What’s your favorite brigade in Civil War?



18 Responses to Question of the Week: 4/27-5/3/20

  1. Cruft’s Brigade
    A little-known brigade with a brilliant, though short, career is the 13th Brigade, better known as Cruft’s Brigade of Buell’s Army of the Ohio. Loaned to General U.S. Grant just prior to the operation against Fort Donelson, the 31st Indiana (Cruft), 44th Indiana (Hugh Reed), 17th Kentucky (McHenry) and 25th Kentucky (Bristow) were placed within Lew Wallace’s new Third Division, and sent to the assistance of McClernand to help arrest the Confederate breakout attempt on morning of 15 FEB 1862 (brigade mentioned in despatches.) Still with Grant’s Army at Pittsburg Landing, Cruft’s Brigade was assigned to Stephen Hurlbut’s new Fourth Division; and Jacob Lauman was parachuted in as Brigade commander (sending Charles Cruft back to command the 31st Indiana.) At the Battle of Shiloh, Cruft’s Brigade moved forward towards the sound of the guns and took station right of William’s Brigade (Hurlbut’s Fourth Division) and left of the decimated Sixth Division of Benjamin Prentiss (which occupied the Hornet’s Nest.) Cruft’s Brigade repelled charge after charge during the morning and afternoon; and a rifleman in one of the four regiments may have fired the shot that ended the career of General Albert Sidney Johnston. As General Hurlbut attempted to extract his besieged division in mid-afternoon, Jacob Lauman ordered his brigade to charge, drove the Rebel attackers several hundred yards south, and then rejoined the Fourth Division for a mostly unhindered withdrawal to the bluff overlooking Pittsburg Landing. In Hurlbut’s Shiloh Report, General Lauman and his brigade get special mention; and Hugh Reed’s 44th Indiana was acknowledged by at least one reporter as “THE best performing Federal regiment at Shiloh.”
    After Shiloh, Henry Halleck arrived and took command of a massive, combined force of Grant’s Army, Buell’s Army, and Pope’s Army… and called it “Army of the Mississippi.” Cruft’s Brigade was removed from Grant and returned to Buell, and promptly broken up. The 13th Brigade of the Army of the Ohio ceased to exist as a fighting force.

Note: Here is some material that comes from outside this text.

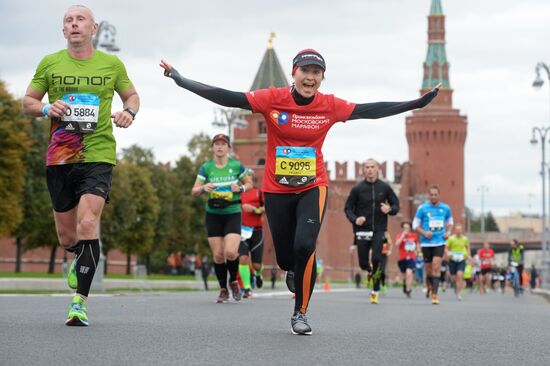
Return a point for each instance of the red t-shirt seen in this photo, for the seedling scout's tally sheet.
(407, 248)
(485, 256)
(254, 198)
(295, 136)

  2. The “other” Iron Brigade – Jo Shelby’s Missouri Confederate Cavalry. I’m kin to Shelby through the Bledsoe family.

    On the Union side – the Indian Home Guards – 1st, 2nd, and 3rd regiments. A colorful & unheralded unit that served in Kansas, Missouri, Arkansas, and the Indian Territory.

  3. Check out the Lawton-Gordon Evans Brigade. This brigade played a key role in every major battle fought by the Army of Northern Virginia from Gaines’ Mill, to the gates of Washington, DC, to Appomattox.

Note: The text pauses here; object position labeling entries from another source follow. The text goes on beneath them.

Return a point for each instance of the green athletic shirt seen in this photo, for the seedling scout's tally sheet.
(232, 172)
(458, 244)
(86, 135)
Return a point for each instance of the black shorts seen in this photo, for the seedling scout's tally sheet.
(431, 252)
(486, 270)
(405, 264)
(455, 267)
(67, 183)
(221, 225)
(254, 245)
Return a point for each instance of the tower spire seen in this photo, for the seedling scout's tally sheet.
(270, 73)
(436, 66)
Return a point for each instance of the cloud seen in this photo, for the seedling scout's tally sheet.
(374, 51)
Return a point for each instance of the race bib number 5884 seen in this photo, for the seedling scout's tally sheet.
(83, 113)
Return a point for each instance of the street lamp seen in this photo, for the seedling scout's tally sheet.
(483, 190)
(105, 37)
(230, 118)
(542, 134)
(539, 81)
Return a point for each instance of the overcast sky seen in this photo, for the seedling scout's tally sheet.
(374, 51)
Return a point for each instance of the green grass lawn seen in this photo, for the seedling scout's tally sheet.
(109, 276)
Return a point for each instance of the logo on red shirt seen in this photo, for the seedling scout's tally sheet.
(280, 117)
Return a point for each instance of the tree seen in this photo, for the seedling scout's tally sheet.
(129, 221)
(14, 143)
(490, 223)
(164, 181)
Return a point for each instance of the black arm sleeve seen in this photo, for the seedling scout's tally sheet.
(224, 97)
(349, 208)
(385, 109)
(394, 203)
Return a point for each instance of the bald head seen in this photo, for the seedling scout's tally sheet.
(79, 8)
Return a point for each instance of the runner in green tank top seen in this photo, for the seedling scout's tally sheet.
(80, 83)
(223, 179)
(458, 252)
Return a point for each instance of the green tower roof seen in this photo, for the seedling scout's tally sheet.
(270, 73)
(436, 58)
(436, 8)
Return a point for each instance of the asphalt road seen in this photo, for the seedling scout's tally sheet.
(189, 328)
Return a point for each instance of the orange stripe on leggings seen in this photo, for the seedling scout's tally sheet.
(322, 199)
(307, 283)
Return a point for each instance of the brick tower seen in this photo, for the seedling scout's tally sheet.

  4. Stannard’s 2nd Vermont Brigade. Swung out from Cemetery Ridge at Gettysburg and hit the right flank Kemper’s Brigade of Pickett’s Division on the third day. Then did an about face and tore into the left flank of Wilcox’s and Lang’s Brigades from Hills Corps who were coming to cover Kemper’s flank. This was the first real action that the Vermonters saw in their 9 month enlistment. Exploits recounted in Howard Coffin’s Nine Months to Gettysburg.

  5. 1st Brigade, 1st Division, 1st Corp – Those Black Hat Devils. Iron Brigade; “Forward men, for God’s sake forward!” – Gen John F Reynolds

  6. Wilcox’s Alabamians. I have always been impressed in the way he realized what was happening between Fredericksburg and Chancellorsville and marched to meet the federals moving west at Salem Church. Brilliant maneuver.

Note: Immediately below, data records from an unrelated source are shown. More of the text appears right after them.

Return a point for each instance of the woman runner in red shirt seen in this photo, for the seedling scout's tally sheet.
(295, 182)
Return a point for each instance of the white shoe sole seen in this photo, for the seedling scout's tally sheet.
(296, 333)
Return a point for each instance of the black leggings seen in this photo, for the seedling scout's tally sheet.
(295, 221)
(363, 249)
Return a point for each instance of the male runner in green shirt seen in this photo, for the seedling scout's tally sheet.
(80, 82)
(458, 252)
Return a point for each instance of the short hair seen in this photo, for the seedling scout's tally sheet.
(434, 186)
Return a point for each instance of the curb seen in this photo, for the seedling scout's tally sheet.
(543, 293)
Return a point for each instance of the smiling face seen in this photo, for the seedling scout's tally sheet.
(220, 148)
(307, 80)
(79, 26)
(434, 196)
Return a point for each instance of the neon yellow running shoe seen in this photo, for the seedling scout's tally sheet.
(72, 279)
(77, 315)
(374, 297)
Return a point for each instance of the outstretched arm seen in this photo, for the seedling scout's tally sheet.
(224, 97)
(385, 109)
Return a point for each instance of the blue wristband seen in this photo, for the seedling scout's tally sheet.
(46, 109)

  7. Two more: the Confederate First Missouri Brigade east of the River, and the Orphan Brigade of Kentucky. No units fought further from homes that were so long controlled by the enemy.

  8. I’m gonna toss Lewis Grant’s Vermont Brigade into the mix. They can stand toe to toe with any of the brigades we’ve mentioned so far.

  9. I enjoyed reading about the Louisiana Brigade in the ANV. They accomplished a lot in the Eastern Theater and had a unique persona of their own (Lee’s Tigers). I’m also from Louisiana, so I’m a little biased.

  10. I’ve never really thought about it as far as having a ‘favorite brigade’, but in recent times I’ve been taking an interest in “The Jones Brigade” of Confederate cavalry.